A Lesson from the 1800s: Good Data In, Good Results Out
Charles Babbage wouldn’t know a Software-as-a-Service Cloud model from Service-Oriented Architecture. But the 19th Century mathematician, philosopher, inventor and mechanical engineer credited with designing the world’s first mechanical computer, understood, even back in 1864, that good decisions never come from bad data.
It’s a lesson that today’s supply chain management pros, from purchasing managers to loading dock foreman, are learning applies to them every bit as much as it applies to accountants and IT geeks.
In his book Passages from the Life of a Philosopher, published 149 years ago, Babbage wrote that he had been asked several times after creating what he called his “analytical machine” whether “if you put into the machine wrong figures, will the right answers come out?"
The great polymath, described by his biographers as being as snooty and as elitist an intellectual as he was a cantankerous and a quarrelsome jerk who did not suffer gladly the plebes with whom he had to share life, didn’t so much answer such questions as he insulted those who asked them.
“I am not able rightly to apprehend the kind of confusion of ideas that could provoke such a question,” Babbage wrote condescendingly.
Babbage, Distilled: Garbage In. Garbage Out
Ninety-nine years later, the writer of a syndicated newspaper article about the first efforts to computerize the Internal Revenue Service distilled Babbage’s message into a more memorable phrase: “Garbage in. Garbage out.” And George Fuechsel, a technical instructor working for IBM in those days, immediately latched on to that phrase and began drilling it into legions of bright young technologists who passed through the highly-regarded training programs at what was then the world’s leading technology company
It has achieved cliché status in the American lexicon over the last 50 years. And like all clichés, it has achieved that status because it encompasses an important and universal, or near-universal, truth that’s especially applicable in the world of information technology. And as the power of technology continues to flow down through businesses and the organizational ranks the way lava flows down the sides of a volcano, more and more workers whose jobs used to involve pencils, clipboards and lots of “rules of thumb” and “guesstimating” are coming to understand the need for entering, maintaining and tracking accurate data.
Nowhere is that now more obvious than in the world of supply chain management.
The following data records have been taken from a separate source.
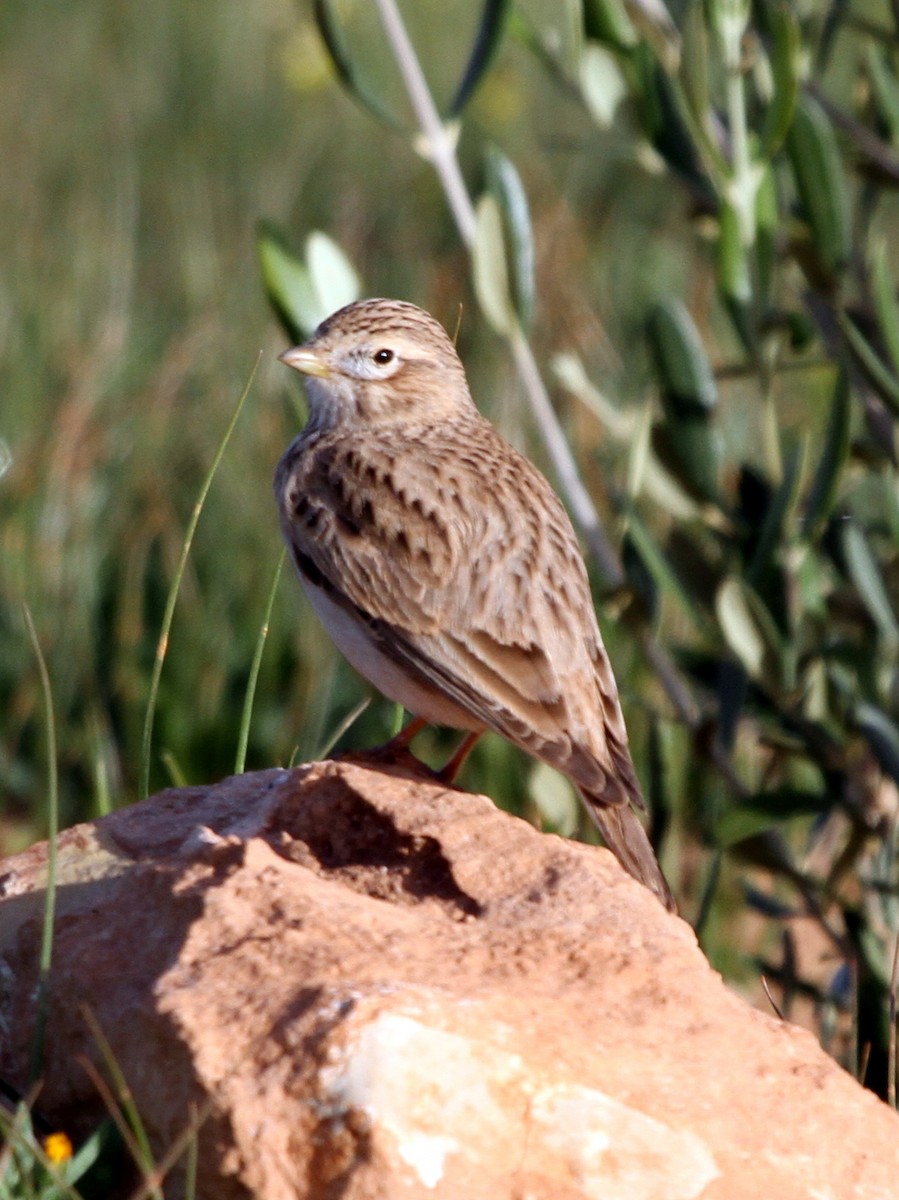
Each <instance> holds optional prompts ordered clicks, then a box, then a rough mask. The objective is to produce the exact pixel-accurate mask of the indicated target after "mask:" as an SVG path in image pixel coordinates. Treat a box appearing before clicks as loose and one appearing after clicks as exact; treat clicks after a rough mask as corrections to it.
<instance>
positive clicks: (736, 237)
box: [718, 200, 754, 350]
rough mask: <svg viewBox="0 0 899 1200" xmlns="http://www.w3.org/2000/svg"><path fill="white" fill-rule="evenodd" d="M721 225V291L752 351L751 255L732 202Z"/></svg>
mask: <svg viewBox="0 0 899 1200" xmlns="http://www.w3.org/2000/svg"><path fill="white" fill-rule="evenodd" d="M718 222H719V226H718V287H719V289H720V292H721V295H723V296H724V301H725V305H726V306H727V311H729V313H730V314H731V320H732V322H733V326H735V329H736V330H737V334H738V335H739V338H741V341H742V342H743V346H744V347H745V349H747V350H751V349H753V342H754V338H753V323H751V316H750V305H751V300H753V284H751V280H750V275H749V251H748V248H747V246H745V244H744V241H743V238H742V234H741V222H739V215H738V212H737V210H736V209H735V208H733V205H732V204H731V203H730V200H724V203H723V204H721V210H720V212H719V214H718Z"/></svg>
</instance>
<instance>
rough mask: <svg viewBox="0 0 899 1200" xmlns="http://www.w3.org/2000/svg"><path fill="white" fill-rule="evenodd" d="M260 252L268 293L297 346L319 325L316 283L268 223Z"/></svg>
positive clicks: (274, 228) (269, 297)
mask: <svg viewBox="0 0 899 1200" xmlns="http://www.w3.org/2000/svg"><path fill="white" fill-rule="evenodd" d="M256 252H257V254H258V256H259V266H260V268H262V278H263V283H264V284H265V292H266V294H268V296H269V300H270V301H271V304H272V306H274V308H275V311H276V312H277V316H278V319H280V320H281V324H282V325H283V326H284V330H286V332H287V336H288V337H289V340H290V341H292V342H294V343H296V342H301V341H302V340H304V337H306V336H307V335H308V334H311V332H312V330H313V329H314V328H316V324H317V322H316V320H314V295H313V292H312V281H311V280H310V277H308V271H307V270H306V266H305V264H304V263H301V262H300V260H299V258H296V256H295V254H293V253H292V252H290V251H289V250H288V248H287V244H286V240H284V238H283V236H282V234H281V233H280V232H278V230H277V229H275V228H274V226H271V224H269V223H268V222H265V223H263V224H262V226H260V227H259V233H258V235H257V240H256Z"/></svg>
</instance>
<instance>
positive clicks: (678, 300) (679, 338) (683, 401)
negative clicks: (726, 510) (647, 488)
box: [646, 300, 721, 503]
mask: <svg viewBox="0 0 899 1200" xmlns="http://www.w3.org/2000/svg"><path fill="white" fill-rule="evenodd" d="M646 331H647V337H648V341H649V350H651V353H652V358H653V362H654V365H655V373H657V376H658V379H659V383H660V386H661V407H663V412H664V414H665V420H664V422H663V424H661V425H660V426H658V427H657V428H655V430H654V432H653V448H654V449H655V451H657V454H658V455H659V458H660V460H661V462H663V463H664V464H665V466H666V467H667V468H669V470H671V472H672V473H673V474H675V475H676V476H677V478H678V479H679V480H681V481H682V482H683V484H685V485H687V487H688V488H689V490H690V491H691V492H693V493H694V494H695V496H697V497H700V498H701V499H703V500H709V502H713V503H715V502H717V500H718V474H719V469H720V461H721V439H720V436H719V433H718V431H717V430H715V427H714V425H713V424H712V419H711V418H712V412H713V409H714V406H715V403H717V400H718V391H717V388H715V380H714V376H713V374H712V367H711V366H709V362H708V359H707V358H706V352H705V350H703V348H702V342H701V341H700V336H699V334H697V331H696V326H695V325H694V324H693V320H691V319H690V316H689V313H688V312H687V310H685V308H684V306H683V305H682V304H681V301H679V300H663V301H661V302H659V304H657V305H655V306H654V307H653V308H652V310H651V312H649V316H648V318H647V323H646Z"/></svg>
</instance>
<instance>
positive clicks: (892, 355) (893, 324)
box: [871, 239, 899, 371]
mask: <svg viewBox="0 0 899 1200" xmlns="http://www.w3.org/2000/svg"><path fill="white" fill-rule="evenodd" d="M871 292H873V294H874V307H875V311H876V313H877V323H879V324H880V331H881V334H882V335H883V342H885V343H886V348H887V353H888V354H889V361H891V364H892V366H893V370H894V371H899V301H897V298H895V283H894V282H893V272H892V271H891V269H889V259H888V258H887V244H886V241H883V240H882V239H881V240H880V241H877V242H876V244H875V246H874V248H873V251H871Z"/></svg>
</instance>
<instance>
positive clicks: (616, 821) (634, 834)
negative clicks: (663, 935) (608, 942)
mask: <svg viewBox="0 0 899 1200" xmlns="http://www.w3.org/2000/svg"><path fill="white" fill-rule="evenodd" d="M581 794H582V796H583V799H585V803H586V804H587V809H588V811H589V815H591V817H592V818H593V821H594V822H595V824H597V827H598V828H599V832H600V833H601V834H603V840H604V841H605V844H606V846H607V847H609V848H610V850H611V852H612V853H613V854H615V857H616V858H617V859H618V862H619V863H621V864H622V866H623V868H624V870H625V871H627V872H628V874H629V875H633V876H634V878H635V880H637V881H639V882H640V883H642V884H643V887H647V888H649V890H651V892H654V893H655V895H657V896H658V898H659V900H661V902H663V904H664V905H665V907H666V908H667V910H669V912H677V905H676V904H675V898H673V896H672V894H671V888H670V887H669V886H667V883H666V881H665V876H664V875H663V874H661V868H660V866H659V864H658V862H657V859H655V853H654V851H653V847H652V845H651V844H649V839H648V838H647V835H646V830H645V829H643V827H642V824H641V823H640V818H639V817H637V815H636V812H634V810H633V809H631V808H630V805H628V804H616V805H615V806H612V805H610V804H609V803H607V802H606V803H603V800H601V799H599V798H598V797H593V796H591V793H589V792H585V791H582V792H581Z"/></svg>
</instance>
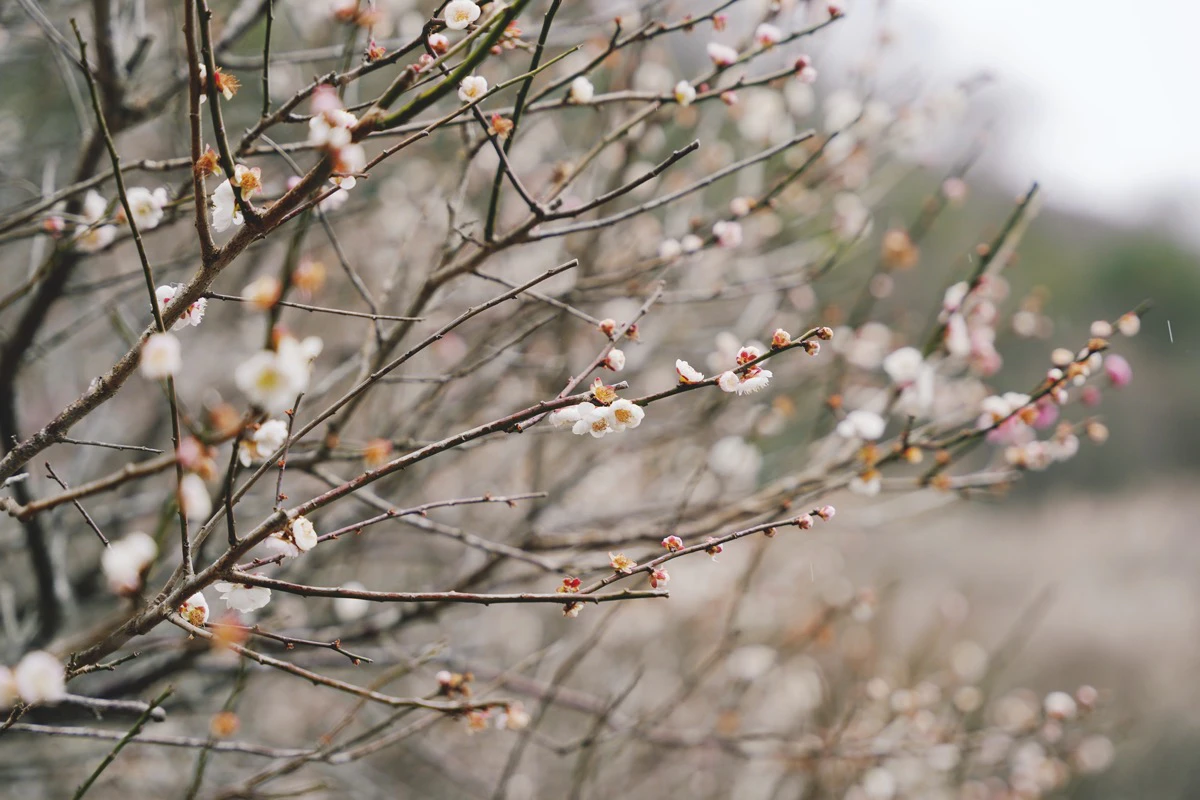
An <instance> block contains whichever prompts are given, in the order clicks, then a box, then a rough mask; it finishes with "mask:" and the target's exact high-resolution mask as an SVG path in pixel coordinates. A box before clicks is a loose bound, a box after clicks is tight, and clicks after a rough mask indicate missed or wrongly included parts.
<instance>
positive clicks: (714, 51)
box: [707, 42, 738, 67]
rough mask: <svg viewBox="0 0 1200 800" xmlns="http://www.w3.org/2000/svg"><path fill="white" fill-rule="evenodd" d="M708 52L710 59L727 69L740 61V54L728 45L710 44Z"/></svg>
mask: <svg viewBox="0 0 1200 800" xmlns="http://www.w3.org/2000/svg"><path fill="white" fill-rule="evenodd" d="M707 52H708V58H710V59H712V60H713V64H715V65H716V66H719V67H727V66H730V65H731V64H733V62H734V61H737V60H738V52H737V50H734V49H733V48H732V47H730V46H728V44H721V43H720V42H709V43H708V48H707Z"/></svg>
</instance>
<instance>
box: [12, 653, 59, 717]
mask: <svg viewBox="0 0 1200 800" xmlns="http://www.w3.org/2000/svg"><path fill="white" fill-rule="evenodd" d="M12 676H13V684H14V685H16V687H17V693H18V694H19V696H20V699H22V700H24V702H25V703H28V704H30V705H35V704H37V703H48V704H53V703H58V702H59V700H61V699H62V698H65V697H66V696H67V685H66V669H65V668H64V666H62V662H61V661H59V660H58V658H55V657H54V656H53V655H50V654H49V652H47V651H46V650H34V651H32V652H26V654H25V657H23V658H22V660H20V662H19V663H18V664H17V668H16V669H13V673H12Z"/></svg>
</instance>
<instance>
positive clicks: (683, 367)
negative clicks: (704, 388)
mask: <svg viewBox="0 0 1200 800" xmlns="http://www.w3.org/2000/svg"><path fill="white" fill-rule="evenodd" d="M676 374H677V375H679V383H680V384H698V383H700V381H702V380H703V379H704V373H702V372H701V371H700V369H696V368H695V367H692V366H691V365H690V363H688V362H686V361H684V360H683V359H676Z"/></svg>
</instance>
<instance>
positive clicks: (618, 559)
mask: <svg viewBox="0 0 1200 800" xmlns="http://www.w3.org/2000/svg"><path fill="white" fill-rule="evenodd" d="M608 564H610V565H611V566H612V569H613V570H616V571H617V572H629V571H630V570H632V569H634V567H635V566H637V561H635V560H634V559H631V558H629V557H628V555H625V554H624V553H608Z"/></svg>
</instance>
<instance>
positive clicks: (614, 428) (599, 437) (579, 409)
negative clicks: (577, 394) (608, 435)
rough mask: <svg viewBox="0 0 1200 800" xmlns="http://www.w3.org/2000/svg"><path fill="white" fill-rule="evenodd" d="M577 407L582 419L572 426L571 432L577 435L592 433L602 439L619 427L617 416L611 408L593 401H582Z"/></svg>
mask: <svg viewBox="0 0 1200 800" xmlns="http://www.w3.org/2000/svg"><path fill="white" fill-rule="evenodd" d="M575 408H576V410H577V411H578V413H580V419H578V420H577V421H576V422H575V423H574V426H572V427H571V433H574V434H576V435H583V434H584V433H590V434H592V437H593V438H594V439H600V438H601V437H604V435H605V434H608V433H612V432H613V431H616V429H617V417H616V416H614V415H613V411H612V409H611V408H607V407H605V408H601V407H596V405H593V404H592V403H580V404H578V405H576V407H575Z"/></svg>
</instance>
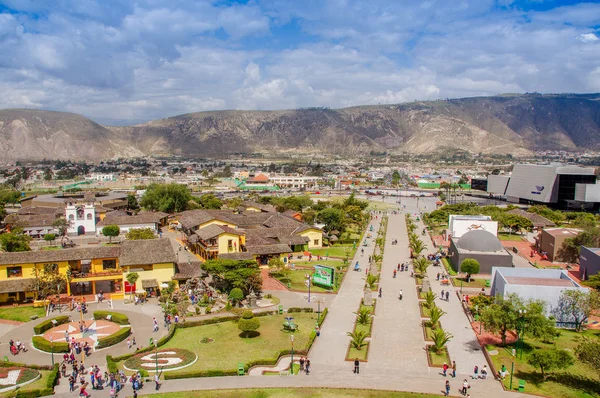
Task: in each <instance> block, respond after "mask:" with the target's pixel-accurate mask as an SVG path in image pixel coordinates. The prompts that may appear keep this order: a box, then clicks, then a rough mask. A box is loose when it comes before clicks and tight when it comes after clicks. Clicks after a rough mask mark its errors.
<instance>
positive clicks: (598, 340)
mask: <svg viewBox="0 0 600 398" xmlns="http://www.w3.org/2000/svg"><path fill="white" fill-rule="evenodd" d="M575 354H577V358H578V359H579V360H580V361H581V362H583V363H585V364H586V365H588V366H590V367H591V368H592V369H594V370H595V371H596V372H598V376H600V340H599V339H597V338H595V339H591V338H589V337H584V338H583V339H582V340H581V342H580V343H579V344H578V345H577V347H575Z"/></svg>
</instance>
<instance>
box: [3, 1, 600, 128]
mask: <svg viewBox="0 0 600 398" xmlns="http://www.w3.org/2000/svg"><path fill="white" fill-rule="evenodd" d="M109 3H114V2H105V1H101V0H39V1H26V0H18V1H17V0H5V1H4V2H3V4H5V5H6V7H9V8H10V9H14V10H15V11H18V12H15V13H8V12H5V13H0V82H1V83H0V90H1V92H3V94H4V95H3V96H0V107H37V108H48V109H54V110H67V111H71V112H77V113H82V114H85V115H87V116H91V117H94V118H97V119H104V120H108V119H111V120H122V119H126V120H135V121H139V120H149V119H153V118H162V117H166V116H171V115H176V114H180V113H186V112H194V111H201V110H211V109H283V108H296V107H308V106H329V107H342V106H351V105H360V104H377V103H396V102H403V101H413V100H415V99H418V100H427V99H436V98H446V97H460V96H471V95H488V94H497V93H500V92H524V91H540V92H565V91H566V92H590V91H599V90H600V86H599V84H600V83H599V80H600V78H599V77H598V76H599V73H598V70H597V68H598V65H599V64H600V40H599V37H598V36H597V35H596V33H594V29H595V26H596V25H598V24H599V23H600V4H594V3H587V4H576V5H573V6H565V7H560V8H555V9H553V10H549V11H544V12H541V11H530V12H525V11H522V10H520V9H519V8H518V7H517V6H515V4H513V2H512V1H510V0H508V1H504V2H502V5H503V6H504V8H502V7H498V5H499V4H500V3H499V2H498V0H471V1H462V2H461V3H460V5H459V6H457V5H456V2H448V1H447V0H446V1H443V0H428V1H427V2H420V3H419V2H413V3H406V2H390V1H389V0H336V1H330V2H322V1H319V0H305V1H292V0H271V1H260V0H254V1H250V2H248V3H247V4H233V5H224V4H222V3H216V2H213V1H208V0H203V1H196V2H189V1H186V0H171V1H168V2H167V1H166V0H139V1H136V2H119V4H118V5H116V4H113V5H112V6H109ZM287 24H291V25H287ZM574 38H575V40H574Z"/></svg>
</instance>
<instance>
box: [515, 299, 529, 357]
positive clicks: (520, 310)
mask: <svg viewBox="0 0 600 398" xmlns="http://www.w3.org/2000/svg"><path fill="white" fill-rule="evenodd" d="M526 315H527V310H519V319H517V350H519V349H520V352H519V359H522V358H523V340H524V338H525V316H526Z"/></svg>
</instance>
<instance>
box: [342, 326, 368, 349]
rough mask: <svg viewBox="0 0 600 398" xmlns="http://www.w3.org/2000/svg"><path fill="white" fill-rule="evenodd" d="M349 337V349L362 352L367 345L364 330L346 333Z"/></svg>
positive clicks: (366, 332) (366, 336)
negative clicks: (355, 349) (363, 348)
mask: <svg viewBox="0 0 600 398" xmlns="http://www.w3.org/2000/svg"><path fill="white" fill-rule="evenodd" d="M346 334H347V335H348V336H349V337H350V339H351V340H350V347H352V348H354V349H356V350H358V351H360V350H362V348H363V347H365V346H366V345H367V344H369V343H367V341H366V340H367V337H368V334H367V332H366V331H364V330H358V331H356V332H352V333H350V332H348V333H346Z"/></svg>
In today’s hyper-competitive, cost-conscious business environment the costs of buying and storing unneeded inventory, of financing its purchase, of building facilities to store, of deploying fleets of vehicles to move it, and hiring large numbers of people to manage and move are so high that companies increasingly need to track items in inventory down to the smallest detail in order to remain competitive. And given the potentially catastrophic top – and bottom – line impact of not having enough items in inventory, or of not knowing where they are, exactly, in the supply chain, companies no longer can afford to risk their future on someone’s rule-of-thumb methodology for counting, tracking and ordering.
Solutions Deliver Visibility
That’s why companies are equipping warehouse, loading dock and even transportation workers with advanced held-held devices and/or smartphones loaded up with easy-to-use inventory management application. And it’s why even those businesses that have long bought into the use of computerized inventory management techniques now are upping their game by transition to advanced solutions, whether they are cloud-based systems that minimize up-front investment, or systems run through on-site servers.
Such systems go far beyond merely counting the number of units shipped or received. They make companies more cost competitive by making it possible to track demand trends, demand for product variations, and even variable costs in real time. When the many different sets of data tracked by such systems are entered accurately and instantly, supply chain managers can determine the exact best time to order more parts and raw materials, when to turn on and speed up (or slow down and turn off) the assembly lines.
There’s only one problem with “Garbage In. Garbage Out.” It is both an accurate and memorable aphorism, but it suffers from its negative tilt. So I prefer a positively re-stated version: Good data in. Good results out.